Privacy Notice (External)
INTRODUCTION
We are Solent Pay Limited (Registered in England & Wales No. 13347651). Our registered office is at Fairways House, Mount Pleasant Road, Alpha Business Park, Southampton, Hampshire, United Kingdom, SO14 0QB.
This Privacy Notice sets out the basis on which we use personal data in the course of our business activities.
We reserve the right to update this Privacy Notice from time to time. Where appropriate, we shall contact you to notify you of any material changes to the Privacy Notice. You should also refer to our website periodically so that you may access and view our updated Privacy Notice.

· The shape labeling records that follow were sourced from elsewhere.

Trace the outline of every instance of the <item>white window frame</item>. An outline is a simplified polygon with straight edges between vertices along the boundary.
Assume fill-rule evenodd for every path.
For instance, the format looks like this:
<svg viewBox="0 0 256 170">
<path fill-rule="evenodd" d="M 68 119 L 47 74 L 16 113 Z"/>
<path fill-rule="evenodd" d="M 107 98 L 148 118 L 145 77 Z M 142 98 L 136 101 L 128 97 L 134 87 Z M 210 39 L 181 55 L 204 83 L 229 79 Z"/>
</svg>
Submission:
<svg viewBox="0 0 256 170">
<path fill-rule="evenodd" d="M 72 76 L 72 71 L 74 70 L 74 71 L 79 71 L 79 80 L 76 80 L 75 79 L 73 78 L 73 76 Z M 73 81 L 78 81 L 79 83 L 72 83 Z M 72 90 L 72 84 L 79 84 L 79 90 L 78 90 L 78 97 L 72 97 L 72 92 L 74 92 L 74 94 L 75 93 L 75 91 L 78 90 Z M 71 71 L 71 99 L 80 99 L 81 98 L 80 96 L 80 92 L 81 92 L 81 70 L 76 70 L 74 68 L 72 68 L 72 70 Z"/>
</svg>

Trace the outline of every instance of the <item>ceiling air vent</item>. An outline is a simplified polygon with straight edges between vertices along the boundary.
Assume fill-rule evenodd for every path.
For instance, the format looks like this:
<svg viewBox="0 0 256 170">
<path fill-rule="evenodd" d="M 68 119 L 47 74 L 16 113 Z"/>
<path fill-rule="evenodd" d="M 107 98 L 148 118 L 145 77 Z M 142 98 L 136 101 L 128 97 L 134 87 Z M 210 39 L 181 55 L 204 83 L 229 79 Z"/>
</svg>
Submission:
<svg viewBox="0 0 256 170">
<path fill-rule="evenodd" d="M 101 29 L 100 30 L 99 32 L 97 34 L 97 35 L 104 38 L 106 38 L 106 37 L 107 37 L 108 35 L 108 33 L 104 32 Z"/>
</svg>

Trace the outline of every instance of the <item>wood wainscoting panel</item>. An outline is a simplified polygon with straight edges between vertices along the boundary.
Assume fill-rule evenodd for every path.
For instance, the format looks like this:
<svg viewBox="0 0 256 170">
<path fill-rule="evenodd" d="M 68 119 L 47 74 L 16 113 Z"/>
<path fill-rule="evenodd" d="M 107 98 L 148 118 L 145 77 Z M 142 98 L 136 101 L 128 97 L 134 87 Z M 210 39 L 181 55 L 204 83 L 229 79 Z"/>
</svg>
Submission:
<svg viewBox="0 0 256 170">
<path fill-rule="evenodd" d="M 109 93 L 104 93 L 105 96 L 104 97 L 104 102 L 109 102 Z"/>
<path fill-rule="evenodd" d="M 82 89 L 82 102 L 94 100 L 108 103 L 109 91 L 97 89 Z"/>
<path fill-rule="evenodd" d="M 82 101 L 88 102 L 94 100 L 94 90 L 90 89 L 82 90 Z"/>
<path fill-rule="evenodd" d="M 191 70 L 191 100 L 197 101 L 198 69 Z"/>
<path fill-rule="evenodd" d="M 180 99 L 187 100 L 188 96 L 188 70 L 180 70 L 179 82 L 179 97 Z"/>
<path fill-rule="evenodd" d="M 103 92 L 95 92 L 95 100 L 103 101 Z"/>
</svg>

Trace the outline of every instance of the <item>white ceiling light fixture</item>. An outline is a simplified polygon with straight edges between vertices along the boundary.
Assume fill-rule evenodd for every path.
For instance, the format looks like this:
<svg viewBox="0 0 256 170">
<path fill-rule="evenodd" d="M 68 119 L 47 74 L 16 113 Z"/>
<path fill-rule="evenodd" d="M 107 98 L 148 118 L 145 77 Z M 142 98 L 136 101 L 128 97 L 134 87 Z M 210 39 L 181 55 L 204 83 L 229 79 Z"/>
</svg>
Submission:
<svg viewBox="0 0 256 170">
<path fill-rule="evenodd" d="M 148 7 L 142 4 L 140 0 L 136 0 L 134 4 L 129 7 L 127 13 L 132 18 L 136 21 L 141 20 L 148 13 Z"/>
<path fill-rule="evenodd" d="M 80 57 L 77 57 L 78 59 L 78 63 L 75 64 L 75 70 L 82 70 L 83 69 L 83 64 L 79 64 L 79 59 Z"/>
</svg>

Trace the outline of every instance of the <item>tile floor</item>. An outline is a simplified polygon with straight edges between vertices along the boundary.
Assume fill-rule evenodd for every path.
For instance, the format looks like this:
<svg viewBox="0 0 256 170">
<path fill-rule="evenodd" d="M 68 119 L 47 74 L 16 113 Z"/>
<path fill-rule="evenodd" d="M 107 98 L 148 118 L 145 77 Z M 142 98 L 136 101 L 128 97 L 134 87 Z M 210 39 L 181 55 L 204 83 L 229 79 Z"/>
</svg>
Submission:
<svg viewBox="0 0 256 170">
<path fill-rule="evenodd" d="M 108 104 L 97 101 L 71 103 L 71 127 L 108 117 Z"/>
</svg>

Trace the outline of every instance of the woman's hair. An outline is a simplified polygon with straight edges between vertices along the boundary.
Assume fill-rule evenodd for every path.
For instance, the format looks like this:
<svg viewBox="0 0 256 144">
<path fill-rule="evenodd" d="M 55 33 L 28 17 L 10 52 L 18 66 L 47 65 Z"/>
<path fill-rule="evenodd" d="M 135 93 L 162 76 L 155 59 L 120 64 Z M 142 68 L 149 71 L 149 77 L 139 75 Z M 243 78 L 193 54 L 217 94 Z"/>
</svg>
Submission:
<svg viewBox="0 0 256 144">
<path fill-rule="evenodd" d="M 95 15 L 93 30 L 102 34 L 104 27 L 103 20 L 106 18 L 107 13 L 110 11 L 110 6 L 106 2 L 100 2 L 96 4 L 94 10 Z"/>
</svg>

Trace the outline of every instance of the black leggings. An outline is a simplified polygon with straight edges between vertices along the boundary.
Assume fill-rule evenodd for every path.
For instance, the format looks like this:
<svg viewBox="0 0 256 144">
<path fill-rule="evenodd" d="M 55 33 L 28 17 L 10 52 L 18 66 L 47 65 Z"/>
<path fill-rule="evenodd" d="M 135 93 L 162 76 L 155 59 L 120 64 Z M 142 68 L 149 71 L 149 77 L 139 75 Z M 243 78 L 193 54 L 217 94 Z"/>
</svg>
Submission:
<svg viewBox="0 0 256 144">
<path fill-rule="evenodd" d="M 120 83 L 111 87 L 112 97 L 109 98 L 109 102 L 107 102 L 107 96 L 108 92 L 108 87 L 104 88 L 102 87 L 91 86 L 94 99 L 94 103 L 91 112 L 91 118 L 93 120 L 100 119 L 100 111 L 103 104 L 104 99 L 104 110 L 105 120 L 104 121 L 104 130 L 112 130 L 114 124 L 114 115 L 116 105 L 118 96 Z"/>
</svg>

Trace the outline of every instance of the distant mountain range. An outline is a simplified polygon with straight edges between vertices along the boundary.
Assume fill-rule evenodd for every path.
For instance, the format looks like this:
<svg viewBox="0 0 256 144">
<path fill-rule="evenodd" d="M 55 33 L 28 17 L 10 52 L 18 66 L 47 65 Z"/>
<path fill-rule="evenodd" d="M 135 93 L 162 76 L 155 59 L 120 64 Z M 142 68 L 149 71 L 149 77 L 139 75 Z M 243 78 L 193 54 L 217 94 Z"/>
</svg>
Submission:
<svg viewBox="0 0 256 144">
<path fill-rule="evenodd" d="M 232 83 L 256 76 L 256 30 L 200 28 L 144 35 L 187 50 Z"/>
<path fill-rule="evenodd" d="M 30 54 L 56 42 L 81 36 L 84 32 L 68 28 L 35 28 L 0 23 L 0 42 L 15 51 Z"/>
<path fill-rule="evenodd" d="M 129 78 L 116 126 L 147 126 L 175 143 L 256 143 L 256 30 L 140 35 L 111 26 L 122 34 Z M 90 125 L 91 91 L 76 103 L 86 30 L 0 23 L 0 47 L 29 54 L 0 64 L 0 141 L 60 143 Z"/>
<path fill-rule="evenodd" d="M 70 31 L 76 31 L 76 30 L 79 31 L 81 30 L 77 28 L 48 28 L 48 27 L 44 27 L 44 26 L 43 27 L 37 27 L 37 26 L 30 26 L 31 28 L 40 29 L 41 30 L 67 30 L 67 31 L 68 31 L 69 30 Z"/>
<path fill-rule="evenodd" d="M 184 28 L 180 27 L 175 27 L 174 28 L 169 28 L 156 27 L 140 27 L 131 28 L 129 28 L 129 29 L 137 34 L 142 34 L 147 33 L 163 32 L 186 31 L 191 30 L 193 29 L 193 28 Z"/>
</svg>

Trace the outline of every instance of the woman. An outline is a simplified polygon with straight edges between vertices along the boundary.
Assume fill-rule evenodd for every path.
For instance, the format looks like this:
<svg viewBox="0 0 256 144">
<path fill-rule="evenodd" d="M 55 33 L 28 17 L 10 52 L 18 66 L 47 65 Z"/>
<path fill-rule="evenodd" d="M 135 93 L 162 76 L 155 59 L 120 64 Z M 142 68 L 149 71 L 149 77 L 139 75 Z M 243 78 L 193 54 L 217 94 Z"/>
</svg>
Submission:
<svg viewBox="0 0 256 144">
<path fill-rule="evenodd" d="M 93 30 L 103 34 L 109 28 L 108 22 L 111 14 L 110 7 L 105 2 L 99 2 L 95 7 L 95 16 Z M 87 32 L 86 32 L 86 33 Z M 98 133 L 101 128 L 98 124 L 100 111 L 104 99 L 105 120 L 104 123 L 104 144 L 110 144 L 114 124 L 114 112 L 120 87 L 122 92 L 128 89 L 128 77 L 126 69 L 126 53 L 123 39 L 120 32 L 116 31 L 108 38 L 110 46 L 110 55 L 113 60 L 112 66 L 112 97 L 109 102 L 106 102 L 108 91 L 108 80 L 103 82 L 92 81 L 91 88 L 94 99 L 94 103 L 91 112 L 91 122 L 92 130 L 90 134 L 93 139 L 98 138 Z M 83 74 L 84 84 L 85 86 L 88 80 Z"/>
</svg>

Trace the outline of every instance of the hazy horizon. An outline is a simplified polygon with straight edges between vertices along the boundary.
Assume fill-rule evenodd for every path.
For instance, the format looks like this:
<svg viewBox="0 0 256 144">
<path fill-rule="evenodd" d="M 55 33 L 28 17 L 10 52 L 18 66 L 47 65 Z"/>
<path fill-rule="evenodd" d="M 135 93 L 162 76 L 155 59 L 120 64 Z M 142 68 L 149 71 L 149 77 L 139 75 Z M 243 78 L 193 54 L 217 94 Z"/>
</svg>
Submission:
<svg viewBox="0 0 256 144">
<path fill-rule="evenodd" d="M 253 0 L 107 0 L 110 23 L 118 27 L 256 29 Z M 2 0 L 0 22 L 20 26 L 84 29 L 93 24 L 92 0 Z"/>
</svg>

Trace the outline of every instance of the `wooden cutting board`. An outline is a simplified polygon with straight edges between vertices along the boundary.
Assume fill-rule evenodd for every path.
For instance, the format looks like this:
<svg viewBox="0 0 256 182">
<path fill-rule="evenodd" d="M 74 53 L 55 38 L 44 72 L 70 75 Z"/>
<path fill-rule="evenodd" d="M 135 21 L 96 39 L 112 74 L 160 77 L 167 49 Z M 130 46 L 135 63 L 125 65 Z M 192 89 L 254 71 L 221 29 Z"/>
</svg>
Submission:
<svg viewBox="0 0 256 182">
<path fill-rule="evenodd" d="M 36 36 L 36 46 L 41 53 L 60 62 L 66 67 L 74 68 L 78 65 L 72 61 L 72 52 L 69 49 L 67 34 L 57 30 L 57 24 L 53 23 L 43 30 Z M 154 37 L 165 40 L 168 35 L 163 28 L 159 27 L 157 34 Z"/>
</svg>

This will ensure that you understand (i) how we are using your personal data and (ii) your legal rights around our usage of such personal data.
WHO SHOULD READ THIS PRIVACY NOTICE?
This Privacy Notice applies to any living, identifiable individuals about whom we may process personal data in the course of our business activities. You should read this Privacy Notice if you are:
· An Operative
· A Client Contact
· A Supplier Contact
If you are an employee or applicant for employment within our central business operations – rather than performing services for Clients - you should refer to our internal Privacy Notice instead.
DEFINITIONS
This Privacy Notice uses the following defined terms:
· Client means an employment business or building services contractor which has engaged us to provide services or which we have identified as a business for which we wish to perform services.
· Client Contact means a person who is employed or engaged by a Client and with whom we may liaise in respect of any services which we are providing or wish to provide to the Client.
· Data Protection Legislation means (i) the Data Protection Act 2018, the General Data Protection Regulation ((EU) 2016/679) and any national implementing laws, regulations and secondary legislation, as amended or updated from time to time, in the UK and then (ii) any successor legislation to the Data Protection Act 2018 or the GDPR insofar as it is applicable to the United Kingdom;
· Operative means a person who is or who has been registered with us as an umbrella employee or CIS subcontractor;
· Professional Services Provider means any relevant third-party business which provides services to us and which may process personal data, including our:
o Accountants, auditors, tax advisors and lawyers;
o Insurers;
o IT services and software providers;
o Independent consultants and subcontractors who perform services within our central business operations.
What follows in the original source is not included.